Closed kasparsd closed 7 years ago
Splitting WXR files is typically done in order to make them processable by the Importer (v1), however isn't necessary at all in v2 due to the completely changed processing method. Splitting the files fundamentally changes them, and I'm not sure whether this is a use case we should support. Potentially, a tool to recombine the files could solve this.
Thanks for the feedback @rmccue! Has it been tested with 600,000 posts in one WXR file or a similar large number? I'm concerned about the memory requirements for such large imports.
We've tested on multi-gigabyte import files, and memory usage has stayed constant. The biggest struggles with large files are just keeping WordPress itself under control memory-wise.

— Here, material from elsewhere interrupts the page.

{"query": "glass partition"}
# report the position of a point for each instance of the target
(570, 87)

In any case, I'd encourage trying it and finding out. The reason for v2 of the Importer is because I had a (relatively small) 40MB import taking >512MB of memory and I got sick of it. Being able to handle huge imports is a key design feature, due to the nature of the work we (HM) do.
(To be clear: multi-gigabyte WXR files, not including static files, which can be many multiples more.)
Sounds great @rmccue! So this particular issue relates only to the split export files that are currently used by WordPress VIP, for example. I'm closing this since it's not a common use-case. Just wanted to make sure that it has been noted somewhere.
The
post_process_posts()
applies only to the posts in the WXR file that is currently being imported. However, larger CLI-based imports normally contain several WXR files (with around 1000 posts each) and posts in the later batches that re-use attachments from the earlier attachments won't get the URLs replaced.With imports of 60,000+ attachments I've done this after the full import has completed and all the new attachment URLs are known. I'm not sure how to do this reliably for everyone, though.